Madeira Island - History

Who? What? When? Where? Why?...

In 1419, Portuguese explorer João Gonçalves Zarco, under the sponsorship of Prince Henry the navigator, set sail en route for African Guinea and was thrown off course by a violent storm. The result of being blown off course was the discovery of a small island that was named Porto Santo “Holy Port” as is was this island that provided these navigators with shelter during the harsh weather.

A year later, a neighbouring island was discovered and was given the name Madeira Island, which means “wood”. Colonization began in 1420 and the first settlers consisted of families from the Algarve and prisoners.
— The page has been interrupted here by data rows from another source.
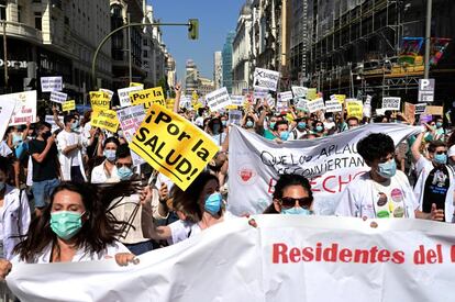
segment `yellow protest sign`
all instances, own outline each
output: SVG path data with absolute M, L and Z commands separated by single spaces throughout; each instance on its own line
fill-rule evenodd
M 426 105 L 425 114 L 443 116 L 444 108 L 442 105 Z
M 90 91 L 90 104 L 95 110 L 109 110 L 111 107 L 111 96 L 106 91 Z
M 339 101 L 339 103 L 343 104 L 346 100 L 346 94 L 334 94 L 335 99 Z
M 62 103 L 62 111 L 71 111 L 76 110 L 76 102 L 75 100 L 69 100 Z
M 219 150 L 200 128 L 157 104 L 152 104 L 130 148 L 182 190 Z
M 130 92 L 130 100 L 133 105 L 144 104 L 145 110 L 151 108 L 153 103 L 157 103 L 163 107 L 166 105 L 162 87 Z
M 115 133 L 120 122 L 113 110 L 95 110 L 91 113 L 90 124 L 92 127 L 100 127 Z
M 318 89 L 315 88 L 309 88 L 307 91 L 307 100 L 314 100 L 318 98 Z
M 347 116 L 357 118 L 359 121 L 364 118 L 364 104 L 362 101 L 347 101 L 346 102 Z

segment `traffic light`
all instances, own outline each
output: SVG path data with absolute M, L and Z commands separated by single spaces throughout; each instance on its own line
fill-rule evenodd
M 199 20 L 190 19 L 188 25 L 188 38 L 198 40 L 199 38 Z

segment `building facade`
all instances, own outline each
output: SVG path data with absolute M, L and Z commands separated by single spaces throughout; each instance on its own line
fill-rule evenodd
M 98 43 L 110 32 L 109 3 L 93 1 L 0 1 L 0 20 L 5 22 L 8 85 L 0 77 L 2 92 L 30 89 L 41 93 L 40 79 L 62 76 L 69 98 L 81 103 L 92 88 L 91 63 Z M 4 36 L 2 36 L 4 38 Z M 112 82 L 111 44 L 97 59 L 97 77 Z M 4 47 L 0 69 L 4 74 Z
M 223 46 L 223 87 L 225 87 L 229 93 L 232 93 L 232 43 L 235 37 L 235 32 L 228 33 L 226 41 Z
M 223 57 L 221 52 L 214 52 L 213 54 L 213 82 L 215 89 L 223 86 Z
M 252 9 L 247 1 L 241 9 L 232 52 L 232 93 L 243 94 L 249 89 L 252 44 L 249 33 L 252 30 Z

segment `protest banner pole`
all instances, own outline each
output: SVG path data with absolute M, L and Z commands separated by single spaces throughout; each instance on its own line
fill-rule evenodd
M 431 47 L 431 14 L 433 0 L 426 0 L 426 22 L 425 22 L 425 70 L 424 79 L 430 77 L 430 47 Z
M 97 70 L 96 70 L 96 64 L 98 58 L 98 53 L 101 51 L 102 46 L 104 46 L 106 42 L 115 33 L 129 29 L 129 27 L 136 27 L 136 26 L 188 26 L 188 30 L 191 29 L 191 23 L 129 23 L 125 25 L 120 26 L 119 29 L 113 30 L 110 32 L 100 42 L 97 49 L 95 51 L 93 59 L 91 61 L 91 80 L 93 83 L 95 89 L 97 89 Z

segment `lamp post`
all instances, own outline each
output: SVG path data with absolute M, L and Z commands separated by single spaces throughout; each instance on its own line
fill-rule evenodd
M 196 40 L 199 36 L 199 23 L 197 21 L 197 19 L 190 19 L 188 21 L 188 23 L 129 23 L 125 25 L 122 25 L 115 30 L 113 30 L 112 32 L 110 32 L 107 36 L 104 36 L 104 38 L 100 42 L 100 44 L 98 45 L 97 49 L 95 51 L 95 55 L 93 55 L 93 59 L 91 61 L 91 80 L 93 82 L 93 87 L 97 88 L 97 70 L 96 70 L 96 64 L 97 64 L 97 58 L 98 58 L 98 53 L 101 51 L 102 46 L 104 46 L 106 42 L 108 42 L 108 40 L 115 33 L 124 30 L 124 29 L 130 29 L 130 27 L 137 27 L 137 26 L 187 26 L 188 27 L 188 32 L 191 35 L 190 38 L 191 40 Z M 131 51 L 131 49 L 130 49 Z M 130 55 L 131 57 L 131 55 Z

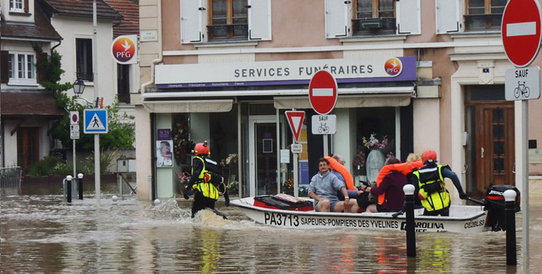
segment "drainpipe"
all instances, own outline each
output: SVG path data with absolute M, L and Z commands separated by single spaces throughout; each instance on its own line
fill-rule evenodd
M 162 0 L 158 0 L 158 58 L 153 60 L 151 65 L 151 80 L 141 85 L 141 93 L 145 93 L 145 88 L 154 84 L 154 66 L 162 62 Z

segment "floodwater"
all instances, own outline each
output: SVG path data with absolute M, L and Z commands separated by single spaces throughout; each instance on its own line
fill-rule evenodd
M 61 192 L 1 197 L 2 273 L 542 273 L 542 203 L 531 206 L 531 250 L 507 266 L 505 233 L 417 235 L 406 257 L 404 232 L 294 230 L 256 224 L 234 207 L 190 218 L 189 202 L 154 205 L 104 186 L 71 205 Z M 58 193 L 56 193 L 58 192 Z

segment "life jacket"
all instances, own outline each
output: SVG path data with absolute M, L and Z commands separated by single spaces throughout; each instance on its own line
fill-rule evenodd
M 208 173 L 209 176 L 211 176 L 211 173 L 210 173 L 210 170 L 208 170 L 207 168 L 208 168 L 210 170 L 214 170 L 218 168 L 218 165 L 217 165 L 216 162 L 214 161 L 208 159 L 207 158 L 196 156 L 194 158 L 201 161 L 203 163 L 203 168 L 201 169 L 201 172 L 198 175 L 198 180 L 192 185 L 192 188 L 198 189 L 198 191 L 201 192 L 206 197 L 218 200 L 218 189 L 216 186 L 213 184 L 211 180 L 209 180 L 208 182 L 205 181 L 205 174 Z M 216 166 L 216 167 L 213 166 L 213 165 Z M 192 167 L 192 174 L 194 174 L 194 167 Z
M 444 178 L 442 177 L 443 167 L 436 163 L 427 163 L 413 173 L 420 182 L 418 196 L 427 211 L 435 211 L 450 206 L 450 193 L 446 189 Z
M 343 175 L 346 185 L 346 189 L 348 190 L 356 190 L 357 189 L 354 186 L 354 179 L 352 178 L 352 175 L 348 172 L 348 170 L 334 158 L 329 156 L 325 156 L 324 158 L 329 161 L 329 168 L 331 168 L 331 169 L 336 170 Z
M 377 187 L 380 186 L 380 184 L 382 182 L 384 178 L 386 177 L 386 175 L 388 175 L 388 173 L 389 173 L 391 170 L 396 170 L 406 175 L 407 174 L 412 172 L 413 170 L 420 168 L 423 166 L 424 162 L 421 161 L 417 161 L 412 163 L 400 163 L 384 166 L 378 173 L 378 176 L 377 176 Z M 384 204 L 384 201 L 386 201 L 386 193 L 382 193 L 378 196 L 378 204 Z

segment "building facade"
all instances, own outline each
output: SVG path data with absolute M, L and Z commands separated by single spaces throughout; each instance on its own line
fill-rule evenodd
M 139 4 L 141 31 L 158 35 L 141 44 L 143 84 L 132 97 L 139 199 L 178 193 L 190 147 L 204 140 L 242 197 L 287 192 L 294 170 L 306 187 L 327 153 L 342 155 L 357 182 L 371 180 L 373 150 L 404 161 L 434 149 L 469 194 L 515 185 L 518 104 L 504 95 L 513 68 L 500 41 L 505 0 Z M 338 84 L 333 135 L 318 134 L 328 125 L 313 119 L 308 99 L 320 70 Z M 529 102 L 534 154 L 541 104 Z M 284 115 L 293 109 L 306 113 L 298 161 Z M 160 163 L 163 143 L 171 164 Z M 531 175 L 542 173 L 540 161 L 531 157 Z

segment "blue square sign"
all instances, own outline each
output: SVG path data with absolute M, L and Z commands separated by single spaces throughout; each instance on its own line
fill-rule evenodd
M 109 127 L 107 125 L 107 109 L 85 109 L 84 112 L 84 133 L 107 133 Z

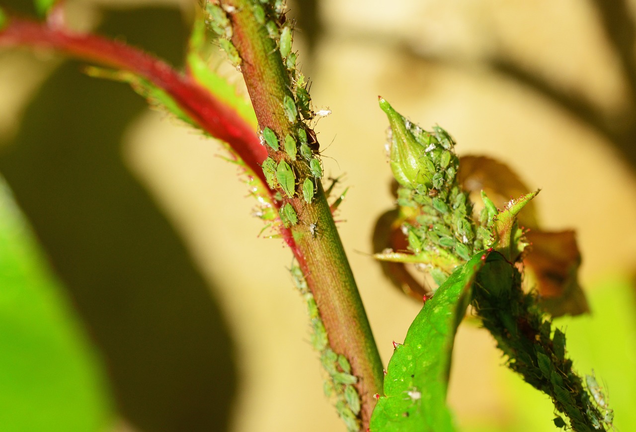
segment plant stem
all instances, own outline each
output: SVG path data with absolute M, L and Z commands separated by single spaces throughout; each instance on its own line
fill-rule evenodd
M 240 55 L 241 71 L 259 123 L 279 137 L 294 135 L 298 123 L 289 122 L 282 105 L 285 95 L 293 97 L 291 83 L 275 41 L 254 19 L 251 2 L 228 0 L 223 6 L 233 11 L 228 14 L 232 41 Z M 282 152 L 268 150 L 275 160 L 284 157 Z M 292 164 L 299 176 L 307 176 L 303 161 Z M 284 198 L 283 203 L 291 204 L 298 213 L 299 223 L 289 228 L 296 242 L 294 254 L 315 299 L 331 349 L 347 358 L 352 373 L 358 378 L 362 430 L 366 430 L 375 404 L 373 395 L 382 387 L 382 361 L 324 192 L 320 181 L 317 183 L 311 204 L 298 194 Z
M 266 152 L 252 127 L 190 76 L 165 62 L 118 41 L 14 17 L 0 31 L 0 46 L 11 46 L 58 50 L 82 60 L 130 71 L 148 80 L 169 94 L 202 129 L 228 143 L 265 184 L 259 164 Z

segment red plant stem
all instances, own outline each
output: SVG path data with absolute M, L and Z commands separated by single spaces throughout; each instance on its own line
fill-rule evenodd
M 125 69 L 168 93 L 202 129 L 228 143 L 266 185 L 260 164 L 267 157 L 253 129 L 190 76 L 143 51 L 94 34 L 71 32 L 46 23 L 11 17 L 0 31 L 0 46 L 58 50 L 82 60 Z
M 0 31 L 0 46 L 24 46 L 56 50 L 96 64 L 129 71 L 162 89 L 199 127 L 212 137 L 227 143 L 266 188 L 261 164 L 267 150 L 254 130 L 233 109 L 217 99 L 190 76 L 175 70 L 162 60 L 122 42 L 95 34 L 74 33 L 46 22 L 11 17 Z M 267 188 L 270 200 L 274 191 Z M 289 230 L 281 226 L 285 242 L 298 253 Z

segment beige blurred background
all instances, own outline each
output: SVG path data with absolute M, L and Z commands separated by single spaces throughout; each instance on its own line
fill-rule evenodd
M 69 0 L 67 8 L 76 28 L 90 28 L 100 8 L 116 3 L 176 6 L 188 22 L 192 3 Z M 289 7 L 288 17 L 299 20 L 294 48 L 313 83 L 314 104 L 333 111 L 315 129 L 327 176 L 343 174 L 342 185 L 350 186 L 336 219 L 385 364 L 391 341 L 403 338 L 420 305 L 391 286 L 369 256 L 376 218 L 392 205 L 378 95 L 425 128 L 443 126 L 460 155 L 496 158 L 541 188 L 544 228 L 577 232 L 584 288 L 608 274 L 631 274 L 634 148 L 620 150 L 574 103 L 591 107 L 612 130 L 622 130 L 634 109 L 620 55 L 593 2 L 326 0 Z M 315 10 L 319 27 L 303 31 L 313 27 L 303 7 Z M 17 133 L 24 108 L 59 61 L 2 55 L 4 139 Z M 240 87 L 235 71 L 220 60 L 212 64 Z M 344 430 L 322 395 L 305 310 L 287 270 L 291 254 L 281 240 L 258 237 L 262 223 L 250 216 L 256 203 L 235 167 L 218 157 L 223 154 L 151 111 L 133 119 L 121 143 L 126 165 L 214 281 L 211 295 L 228 320 L 239 378 L 230 430 Z M 463 325 L 456 349 L 450 398 L 460 425 L 534 430 L 524 429 L 508 403 L 501 382 L 509 372 L 486 332 Z M 125 419 L 117 428 L 135 430 Z

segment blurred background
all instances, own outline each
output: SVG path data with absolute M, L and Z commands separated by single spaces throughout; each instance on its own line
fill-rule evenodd
M 32 15 L 24 0 L 3 7 Z M 183 64 L 195 0 L 67 0 L 69 25 Z M 460 155 L 508 164 L 546 230 L 574 228 L 592 314 L 560 318 L 636 430 L 636 3 L 299 0 L 337 214 L 385 364 L 421 307 L 370 256 L 391 208 L 381 95 Z M 345 430 L 280 240 L 220 146 L 52 53 L 0 52 L 0 430 Z M 211 66 L 237 85 L 219 53 Z M 240 90 L 244 91 L 244 90 Z M 462 324 L 460 429 L 552 431 L 553 407 Z

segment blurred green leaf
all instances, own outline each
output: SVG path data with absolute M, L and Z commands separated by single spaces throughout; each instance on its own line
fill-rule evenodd
M 104 375 L 0 179 L 0 429 L 104 430 L 113 407 Z

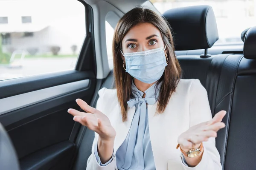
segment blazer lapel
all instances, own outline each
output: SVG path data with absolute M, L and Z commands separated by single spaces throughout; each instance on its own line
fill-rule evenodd
M 183 122 L 175 106 L 169 105 L 163 113 L 156 114 L 157 104 L 148 106 L 148 125 L 156 168 L 163 170 L 167 168 L 170 159 L 180 159 L 180 151 L 176 149 L 177 139 L 184 129 L 177 129 Z
M 122 118 L 121 114 L 114 114 L 116 117 L 113 118 L 111 123 L 116 132 L 114 144 L 114 150 L 115 153 L 117 149 L 123 143 L 129 132 L 129 130 L 131 125 L 131 122 L 135 112 L 135 107 L 129 108 L 127 110 L 127 121 L 125 122 L 122 122 Z M 120 113 L 120 112 L 119 112 Z M 118 115 L 118 116 L 117 116 Z

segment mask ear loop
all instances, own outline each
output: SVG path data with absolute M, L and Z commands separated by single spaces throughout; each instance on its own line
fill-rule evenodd
M 122 53 L 122 55 L 125 57 L 125 54 L 124 54 L 122 53 L 122 50 L 120 50 L 120 52 L 121 52 L 121 53 Z
M 120 51 L 121 52 L 121 53 L 122 53 L 122 55 L 124 57 L 125 57 L 125 54 L 124 54 L 122 53 L 122 50 L 120 50 Z M 125 68 L 125 61 L 124 61 L 123 60 L 123 67 L 124 68 L 124 70 L 126 70 L 126 69 Z M 126 68 L 126 67 L 125 67 L 125 68 Z
M 163 51 L 165 50 L 166 48 L 166 46 L 164 47 L 164 48 L 163 48 Z M 165 54 L 165 57 L 166 57 L 166 63 L 168 64 L 168 62 L 169 62 L 169 60 L 168 60 L 168 56 L 167 55 L 167 52 L 166 52 L 166 54 Z

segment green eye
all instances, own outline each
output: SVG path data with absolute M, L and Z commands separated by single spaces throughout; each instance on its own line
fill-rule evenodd
M 136 48 L 136 45 L 135 44 L 130 44 L 128 45 L 128 47 L 129 48 Z
M 155 43 L 156 42 L 155 41 L 150 41 L 150 42 L 149 42 L 149 44 L 151 45 L 155 45 Z

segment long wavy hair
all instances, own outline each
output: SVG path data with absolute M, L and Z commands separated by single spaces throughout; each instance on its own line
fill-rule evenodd
M 126 121 L 127 118 L 127 102 L 134 96 L 132 95 L 131 89 L 133 78 L 123 68 L 123 61 L 120 52 L 122 49 L 122 41 L 131 28 L 143 23 L 151 23 L 158 28 L 162 34 L 164 43 L 166 45 L 166 49 L 168 50 L 169 62 L 165 67 L 163 74 L 157 83 L 156 87 L 159 85 L 160 87 L 156 113 L 163 112 L 180 79 L 180 66 L 175 55 L 171 28 L 169 23 L 154 11 L 141 6 L 134 8 L 125 14 L 116 27 L 113 42 L 113 74 L 123 122 Z

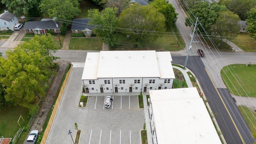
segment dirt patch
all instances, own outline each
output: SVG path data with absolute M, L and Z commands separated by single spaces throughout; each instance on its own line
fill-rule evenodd
M 30 128 L 31 130 L 38 130 L 42 132 L 42 126 L 47 117 L 47 114 L 50 110 L 52 108 L 55 98 L 58 96 L 59 86 L 62 78 L 65 74 L 68 62 L 59 62 L 59 68 L 58 73 L 52 80 L 52 83 L 49 88 L 44 102 L 41 105 L 37 115 L 34 119 L 34 122 Z

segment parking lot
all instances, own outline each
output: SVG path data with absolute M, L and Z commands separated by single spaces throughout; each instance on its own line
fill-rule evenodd
M 76 122 L 82 130 L 80 144 L 140 144 L 145 120 L 138 96 L 112 96 L 108 108 L 104 96 L 91 96 L 86 107 L 78 108 L 82 71 L 73 67 L 46 143 L 72 143 L 68 131 L 74 140 Z

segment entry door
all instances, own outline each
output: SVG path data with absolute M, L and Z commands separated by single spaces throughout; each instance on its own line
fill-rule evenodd
M 86 94 L 87 93 L 89 93 L 89 88 L 85 88 L 85 91 L 86 92 Z
M 146 86 L 144 86 L 144 91 L 143 91 L 143 92 L 147 92 L 147 87 Z

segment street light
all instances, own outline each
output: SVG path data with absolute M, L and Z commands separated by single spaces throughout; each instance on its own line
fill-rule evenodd
M 71 139 L 72 139 L 72 141 L 73 141 L 73 143 L 74 144 L 75 144 L 75 143 L 74 142 L 74 140 L 73 140 L 73 138 L 72 138 L 72 135 L 71 134 L 72 133 L 72 132 L 70 132 L 70 130 L 69 130 L 69 131 L 68 131 L 68 134 L 70 134 L 70 136 L 71 136 Z

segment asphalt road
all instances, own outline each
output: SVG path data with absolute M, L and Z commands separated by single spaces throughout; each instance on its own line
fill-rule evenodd
M 173 56 L 173 62 L 183 65 L 185 58 L 185 56 Z M 204 58 L 190 56 L 187 68 L 198 78 L 227 144 L 242 144 L 242 139 L 245 144 L 255 142 L 230 93 L 226 88 L 215 88 L 205 69 L 202 60 Z

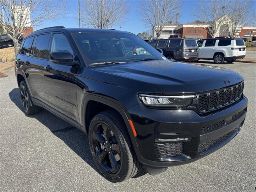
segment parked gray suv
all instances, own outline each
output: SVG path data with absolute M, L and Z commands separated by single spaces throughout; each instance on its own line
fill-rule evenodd
M 169 59 L 188 61 L 198 58 L 198 46 L 194 39 L 156 39 L 149 43 L 155 48 L 161 49 L 164 55 Z

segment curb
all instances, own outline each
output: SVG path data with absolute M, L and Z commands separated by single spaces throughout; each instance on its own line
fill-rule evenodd
M 256 61 L 246 61 L 246 60 L 236 60 L 235 62 L 238 62 L 239 63 L 256 63 Z

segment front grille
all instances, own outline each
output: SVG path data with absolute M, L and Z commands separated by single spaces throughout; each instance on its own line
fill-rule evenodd
M 206 142 L 206 143 L 199 145 L 199 146 L 198 146 L 198 152 L 199 153 L 203 152 L 218 145 L 220 143 L 227 140 L 232 136 L 232 135 L 236 133 L 237 131 L 236 130 L 237 129 L 236 128 L 222 137 L 219 137 L 218 138 L 214 139 L 211 141 Z
M 222 120 L 217 123 L 204 126 L 200 130 L 200 132 L 202 133 L 206 131 L 218 129 L 223 126 L 225 124 L 226 120 Z
M 235 114 L 233 116 L 232 116 L 232 120 L 234 120 L 240 117 L 243 114 L 244 114 L 244 111 L 243 110 L 242 111 L 241 111 L 240 112 L 237 113 L 236 114 Z
M 158 157 L 180 155 L 183 150 L 183 143 L 155 143 L 156 154 Z
M 207 112 L 229 104 L 241 98 L 244 83 L 232 87 L 198 95 L 198 110 L 200 113 Z

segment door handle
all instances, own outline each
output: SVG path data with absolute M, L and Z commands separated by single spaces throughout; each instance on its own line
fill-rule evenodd
M 52 70 L 52 68 L 51 67 L 51 66 L 48 65 L 46 66 L 44 66 L 44 68 L 45 69 L 46 71 L 50 71 L 50 70 Z

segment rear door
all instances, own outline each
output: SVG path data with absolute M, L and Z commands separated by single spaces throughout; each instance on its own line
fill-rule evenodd
M 51 108 L 79 122 L 76 100 L 77 64 L 76 57 L 66 35 L 52 34 L 50 54 L 58 51 L 68 51 L 73 55 L 73 66 L 62 64 L 50 60 L 44 63 L 44 102 Z
M 32 96 L 42 101 L 44 97 L 43 84 L 44 64 L 49 59 L 48 47 L 50 36 L 50 34 L 46 34 L 36 36 L 34 38 L 33 37 L 30 50 L 28 45 L 24 47 L 27 41 L 32 38 L 26 39 L 21 51 L 22 54 L 26 55 L 23 61 L 26 66 L 25 72 Z M 30 40 L 30 41 L 31 40 Z

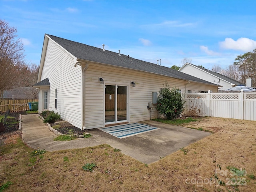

Along with two other men, Tristão Vaz Teixceira and Bartolomeu Perestrelo, João Gonçalves Zarco was responsible of colonizing the archipelago of Madeira. He took primary residence and was given capitancy of Funchal, Tristão Vaz Teixeira took residence and was given captaincy of Machico, while Bartolomeu Perestrelo took residence and was given captaincy of Porto Santo. In 1508 Funchal was elevated to the status of city by King Manuel I of Portugal.

 It took nearly seven years to burn down the dense forest to clear the land to begin cultivation. The first agricultural adventure was the raising of wheat which was then followed by sugarcane production. Due to increasing soil depletion and increased completion from the other colonies (Brazil and the Caribbean) the sugarcane trade became no longer profitable and with that other products began to surge into the market, one of them being the popular Madeira wine, which is known and adored worldwide. Today it is still one of Madeira´s most significant products, although sugarcanes is still cultivated today.


From the mid 19th century, Madeira began what would now be its main source of income, Tourism. Madeira´s great climate conditions, often described as an eternal Spring, would attract an elite of European noble tourists. The climate was not the only reason why Madeira was very attractive to its visitors, it was also believed that Madeira´s fresh air would cure diseases. In 1950 Madeira began the construction of medium-class hotels in the hotel district in Funchal to provide an affordable holiday destination to its vacationers.